Cognos contains many components that make up the entire Cognos suite.
The starting point is the meta data designer, which is Framework Manager.
Framework manager allows you to pull in database tables from any type of database, this is referred to as the ‘Database Layer’. Then you create the Business Layer where you update the column names with ‘business names’ and remove the geek speak or database names. You can also include data transformations and table joins in this layer. Finally you create the Presentation Layer that points to the Business Layer. The presentation layer is usually the only layer that is published in the Cognos package.
Cubes contain data hierarchies and time dimensions to allow a report consumer to ‘click and drag’ the data elements that they want to analyze to their reports.
Transformer is the product that allows you to pull large amounts of data together, to allow clients to slice and dice their data any way that they want. Report Studio allows for sophisticated reporting. Each of these is valuable; there is not just one that is more valuable than the other.
We developed sophisticated reports in the fundraising area, which pulls in data from many different databases and presents graphs, charts and summary financial information over any time period that the person wants to see. This set of reports are run or used on average 15,000 times per month by hundreds of end users.
Another example is building financial data using cubes. The cubes contain 11+ years of financial data and we have the add-in for Microsoft Excel, which allows end users to build their own ad-hoc reports for trending and analysis.
Right now, we are in the midst of implementing a brand new version of Cognos, named Cognos Analytics. This version is very, very different from prior versions. We are finding ‘undocumented features’ on a daily basis and reporting issues to IBM. We are working thru the issues, but it is very stressful on us, finding out functionality that was in the previous release but is missing now in Cognos Analytics version 11.
Here are just a few examples of issues that we are facing as of today! We have identified other issues, which have been resolved or we have workarounds.
- In our CA production environment, we imported reporting content that included saved output of financial reports. The saved output did NOT import and therefore users will not be able to pull up the reports in production! This works in our other CA environments, but failing in production!
When you have a saved output report that contains links to drill thru reports and you want to open them in a new browser window, it fails! You have to go in and modify the reports to open in the same window, so now the user cannot see the original report that they clicked on.
You also lose the ability to export reports to Excel or PDF when you have drill thrus to a new window.
If you run a report, have it emailed out and you attach a link to the report in the email, it fails only in our production environment.
The Search and Select prompt fails on the prompt page.
I have used it since 2005, so 11 years now.
The product is stable, but we continue to find issues due to the product’s newness.
The product is very scalable and can support thousands of end users. HUGE companies are using this product.

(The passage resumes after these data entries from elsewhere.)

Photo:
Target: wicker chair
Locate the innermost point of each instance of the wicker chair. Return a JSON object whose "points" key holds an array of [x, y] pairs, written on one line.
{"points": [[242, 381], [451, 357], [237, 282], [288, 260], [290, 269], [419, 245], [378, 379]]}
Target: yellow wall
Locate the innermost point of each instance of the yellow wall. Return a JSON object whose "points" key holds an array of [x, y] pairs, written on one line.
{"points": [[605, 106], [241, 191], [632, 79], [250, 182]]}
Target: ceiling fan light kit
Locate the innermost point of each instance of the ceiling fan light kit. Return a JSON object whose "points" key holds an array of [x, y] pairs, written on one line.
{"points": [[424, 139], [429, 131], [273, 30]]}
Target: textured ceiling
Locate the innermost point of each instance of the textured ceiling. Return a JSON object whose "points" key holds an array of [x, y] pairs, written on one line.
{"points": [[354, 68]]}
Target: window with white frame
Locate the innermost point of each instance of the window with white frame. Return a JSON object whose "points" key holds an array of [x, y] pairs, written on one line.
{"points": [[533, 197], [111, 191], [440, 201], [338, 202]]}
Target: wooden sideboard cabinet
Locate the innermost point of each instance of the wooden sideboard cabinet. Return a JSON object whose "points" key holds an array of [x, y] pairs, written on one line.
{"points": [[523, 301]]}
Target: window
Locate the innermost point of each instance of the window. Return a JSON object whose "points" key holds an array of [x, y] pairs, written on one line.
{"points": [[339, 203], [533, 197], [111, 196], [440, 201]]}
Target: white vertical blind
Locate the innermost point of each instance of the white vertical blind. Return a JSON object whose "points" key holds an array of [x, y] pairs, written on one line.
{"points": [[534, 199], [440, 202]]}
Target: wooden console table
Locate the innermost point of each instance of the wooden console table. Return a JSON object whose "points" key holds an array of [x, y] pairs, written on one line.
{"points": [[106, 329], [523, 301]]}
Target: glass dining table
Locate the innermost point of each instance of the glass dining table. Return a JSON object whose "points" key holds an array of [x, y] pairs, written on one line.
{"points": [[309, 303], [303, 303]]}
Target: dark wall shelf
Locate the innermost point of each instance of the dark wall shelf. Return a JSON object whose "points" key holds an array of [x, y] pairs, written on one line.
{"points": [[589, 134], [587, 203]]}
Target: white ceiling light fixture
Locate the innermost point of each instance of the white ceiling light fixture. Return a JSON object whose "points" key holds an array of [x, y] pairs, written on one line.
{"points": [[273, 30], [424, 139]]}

I rate technical support with a 8-9/10. We occasionally need to escalate issues to senior technical support.
I was an independent consultant and have used competing products; they all have their quirks. Here at the university, we for the most part use Cognos.
The initial setup can be complex for large organizations; for smaller companies, it is easier.
For the university, Cognos is very competitive, because IBM offers huge discounts to higher education. My advice would be to work with an IBM business partner.
Cognos was already installed here when I was hired. The university hired me for my experience.
Hire an experienced business partner, who can provide ongoing support and training.